Em comunicado, o IRGC destacou que Teerã ainda não mobilizou toda a sua capacidade militar e está preparado para responder com força a qualquer nova ofensiva. “Os EUA e Israel continuam a ameaçar o Irã apesar de suas repetidas e graves derrotas estratégicas”, afirma a nota.

De acordo com a organização, Washington e Tel Aviv lançaram ataques contra a nação persa utilizando “os dois exércitos mais caros do mundo”, acreditando que o conflito ficaria restrito à região.
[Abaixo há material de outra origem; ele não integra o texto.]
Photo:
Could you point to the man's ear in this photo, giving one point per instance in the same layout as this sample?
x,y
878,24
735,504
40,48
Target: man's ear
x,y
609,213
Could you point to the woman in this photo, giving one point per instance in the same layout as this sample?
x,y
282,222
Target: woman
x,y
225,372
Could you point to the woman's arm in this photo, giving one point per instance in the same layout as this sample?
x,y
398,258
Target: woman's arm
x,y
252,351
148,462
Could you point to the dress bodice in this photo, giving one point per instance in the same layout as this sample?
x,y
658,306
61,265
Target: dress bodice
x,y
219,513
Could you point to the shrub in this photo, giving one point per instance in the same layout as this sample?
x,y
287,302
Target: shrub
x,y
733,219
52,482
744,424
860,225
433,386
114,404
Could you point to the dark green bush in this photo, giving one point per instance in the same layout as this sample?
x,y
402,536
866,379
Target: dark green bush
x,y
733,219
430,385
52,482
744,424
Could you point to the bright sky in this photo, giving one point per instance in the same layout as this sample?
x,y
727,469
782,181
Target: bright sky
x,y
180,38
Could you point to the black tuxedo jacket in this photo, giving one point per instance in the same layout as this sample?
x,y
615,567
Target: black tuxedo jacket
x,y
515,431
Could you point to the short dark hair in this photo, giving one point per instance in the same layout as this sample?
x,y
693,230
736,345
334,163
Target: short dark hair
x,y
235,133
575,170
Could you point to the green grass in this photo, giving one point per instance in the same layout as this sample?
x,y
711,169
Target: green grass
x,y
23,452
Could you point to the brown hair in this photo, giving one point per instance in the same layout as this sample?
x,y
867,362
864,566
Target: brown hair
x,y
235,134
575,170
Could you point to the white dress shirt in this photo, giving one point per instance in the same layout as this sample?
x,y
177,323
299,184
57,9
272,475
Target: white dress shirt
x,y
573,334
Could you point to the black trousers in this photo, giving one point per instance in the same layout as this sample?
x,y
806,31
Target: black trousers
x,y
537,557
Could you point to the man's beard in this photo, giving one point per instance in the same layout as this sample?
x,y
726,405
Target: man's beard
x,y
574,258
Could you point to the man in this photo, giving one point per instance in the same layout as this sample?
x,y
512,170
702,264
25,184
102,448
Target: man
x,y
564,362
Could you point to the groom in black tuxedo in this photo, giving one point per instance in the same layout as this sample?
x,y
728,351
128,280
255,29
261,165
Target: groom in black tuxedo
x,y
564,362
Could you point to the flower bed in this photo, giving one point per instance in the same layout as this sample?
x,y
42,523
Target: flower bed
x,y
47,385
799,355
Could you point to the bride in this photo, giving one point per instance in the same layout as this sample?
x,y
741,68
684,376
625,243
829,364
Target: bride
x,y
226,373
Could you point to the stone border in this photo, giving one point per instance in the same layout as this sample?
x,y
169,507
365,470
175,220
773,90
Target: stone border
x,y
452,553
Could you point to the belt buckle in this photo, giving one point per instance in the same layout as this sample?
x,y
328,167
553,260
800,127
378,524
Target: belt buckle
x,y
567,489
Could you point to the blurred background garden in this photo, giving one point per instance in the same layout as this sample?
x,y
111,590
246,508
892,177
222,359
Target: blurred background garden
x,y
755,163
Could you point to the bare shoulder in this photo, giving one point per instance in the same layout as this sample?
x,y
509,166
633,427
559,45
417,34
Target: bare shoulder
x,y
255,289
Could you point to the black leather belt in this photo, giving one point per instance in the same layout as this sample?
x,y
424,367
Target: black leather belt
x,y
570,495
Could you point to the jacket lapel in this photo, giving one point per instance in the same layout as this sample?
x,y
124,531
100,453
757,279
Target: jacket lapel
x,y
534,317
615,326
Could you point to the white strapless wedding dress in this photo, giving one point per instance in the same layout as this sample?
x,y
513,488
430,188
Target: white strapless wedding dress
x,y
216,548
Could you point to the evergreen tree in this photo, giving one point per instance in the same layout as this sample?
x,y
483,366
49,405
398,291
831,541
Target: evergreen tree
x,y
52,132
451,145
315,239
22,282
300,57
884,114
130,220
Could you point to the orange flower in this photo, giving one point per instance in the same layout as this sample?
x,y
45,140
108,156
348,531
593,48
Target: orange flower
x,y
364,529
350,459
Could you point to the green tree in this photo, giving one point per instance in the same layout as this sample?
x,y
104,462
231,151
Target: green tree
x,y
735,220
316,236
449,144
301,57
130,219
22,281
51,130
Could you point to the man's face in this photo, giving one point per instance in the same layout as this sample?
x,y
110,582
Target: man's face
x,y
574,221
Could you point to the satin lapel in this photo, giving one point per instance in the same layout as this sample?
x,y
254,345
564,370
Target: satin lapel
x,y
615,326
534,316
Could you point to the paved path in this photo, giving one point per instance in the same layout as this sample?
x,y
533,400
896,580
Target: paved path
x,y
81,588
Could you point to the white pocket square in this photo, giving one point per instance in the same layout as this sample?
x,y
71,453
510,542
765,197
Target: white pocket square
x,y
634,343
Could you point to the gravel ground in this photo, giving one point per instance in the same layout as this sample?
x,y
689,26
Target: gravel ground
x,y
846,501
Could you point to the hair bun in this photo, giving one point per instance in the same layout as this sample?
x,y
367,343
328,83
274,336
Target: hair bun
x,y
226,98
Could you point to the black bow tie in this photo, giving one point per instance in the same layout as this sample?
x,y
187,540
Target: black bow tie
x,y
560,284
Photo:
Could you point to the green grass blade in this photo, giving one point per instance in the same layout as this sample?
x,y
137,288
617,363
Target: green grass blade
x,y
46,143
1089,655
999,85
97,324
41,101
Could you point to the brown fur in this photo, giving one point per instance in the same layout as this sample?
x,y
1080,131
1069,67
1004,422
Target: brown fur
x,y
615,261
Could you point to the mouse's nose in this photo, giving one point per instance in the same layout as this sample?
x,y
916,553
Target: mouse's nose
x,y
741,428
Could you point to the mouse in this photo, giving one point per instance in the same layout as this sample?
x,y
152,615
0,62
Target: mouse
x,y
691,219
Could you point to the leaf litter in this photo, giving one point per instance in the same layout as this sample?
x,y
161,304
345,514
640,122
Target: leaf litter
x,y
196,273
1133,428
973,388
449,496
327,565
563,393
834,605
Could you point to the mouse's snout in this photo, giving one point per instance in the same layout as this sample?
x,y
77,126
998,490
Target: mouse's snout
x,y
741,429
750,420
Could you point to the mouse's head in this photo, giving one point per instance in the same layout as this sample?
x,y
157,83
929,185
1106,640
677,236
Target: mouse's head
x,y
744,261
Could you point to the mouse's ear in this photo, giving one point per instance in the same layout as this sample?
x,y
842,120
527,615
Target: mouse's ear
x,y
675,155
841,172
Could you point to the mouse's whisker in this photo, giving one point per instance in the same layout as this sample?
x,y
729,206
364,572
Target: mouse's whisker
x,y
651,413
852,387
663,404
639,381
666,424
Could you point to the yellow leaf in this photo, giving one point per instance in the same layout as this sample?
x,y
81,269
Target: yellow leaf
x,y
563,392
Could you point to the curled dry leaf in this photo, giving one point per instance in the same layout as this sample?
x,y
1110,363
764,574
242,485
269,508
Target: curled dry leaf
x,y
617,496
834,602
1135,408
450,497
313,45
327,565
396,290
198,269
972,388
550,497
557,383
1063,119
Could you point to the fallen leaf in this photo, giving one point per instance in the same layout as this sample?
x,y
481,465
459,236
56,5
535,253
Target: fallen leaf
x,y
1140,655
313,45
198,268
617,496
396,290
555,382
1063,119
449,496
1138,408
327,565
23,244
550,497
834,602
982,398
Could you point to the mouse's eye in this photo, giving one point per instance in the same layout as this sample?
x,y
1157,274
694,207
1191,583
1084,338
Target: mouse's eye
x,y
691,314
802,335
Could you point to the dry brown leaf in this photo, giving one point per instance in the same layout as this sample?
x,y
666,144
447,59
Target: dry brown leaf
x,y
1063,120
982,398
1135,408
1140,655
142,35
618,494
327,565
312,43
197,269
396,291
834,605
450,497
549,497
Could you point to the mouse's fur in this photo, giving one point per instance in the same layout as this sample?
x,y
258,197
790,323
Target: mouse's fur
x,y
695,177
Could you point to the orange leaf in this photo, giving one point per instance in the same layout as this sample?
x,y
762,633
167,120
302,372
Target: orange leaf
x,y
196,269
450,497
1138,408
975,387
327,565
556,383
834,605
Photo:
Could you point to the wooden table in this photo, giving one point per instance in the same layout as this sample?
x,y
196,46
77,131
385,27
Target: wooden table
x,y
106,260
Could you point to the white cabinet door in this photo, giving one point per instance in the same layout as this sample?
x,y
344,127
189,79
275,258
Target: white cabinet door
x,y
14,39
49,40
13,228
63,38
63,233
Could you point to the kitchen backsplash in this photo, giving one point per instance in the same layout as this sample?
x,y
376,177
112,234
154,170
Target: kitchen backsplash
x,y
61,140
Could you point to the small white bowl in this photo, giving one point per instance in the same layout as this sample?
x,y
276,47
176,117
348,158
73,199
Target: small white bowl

No entanto, o Irã diz ter repelido a ofensiva sem recorrer a todo seu potencial militar.

“Mas se a agressão contra o Irã se repetir, a guerra regional que eles mesmos prometeram desta vez ultrapassará em muito as fronteiras da região. Nossos ataques cairão sobre vocês em lugares que vocês nem imaginam, e vocês serão aniquilados”, diz o comunicado.

No dia 28 de fevereiro, às 8h (horário local), os Estados Unidos e Israel lançaram o que denominaram de Operação Fúria Épica contra o Irã, conforme informou o Pentágono. No Brasil, a ação ocorreu à 1h30 do dia 27.

Após quase 40 dias de combates, em 8 de abril, Estados Unidos e Irã anunciaram um cessar-fogo de duas semanas para negociar a paz. O acordo foi prorrogado algumas vezes, até que, em 1º de maio, o presidente dos EUA, Donald Trump, comunicou oficialmente ao Congresso o fim da guerra contra o Irã.

Nos últimos dias, porém, Washington voltou a emitir ameaças de novos ataques contra o Irã, elevando novamente a tensão na região.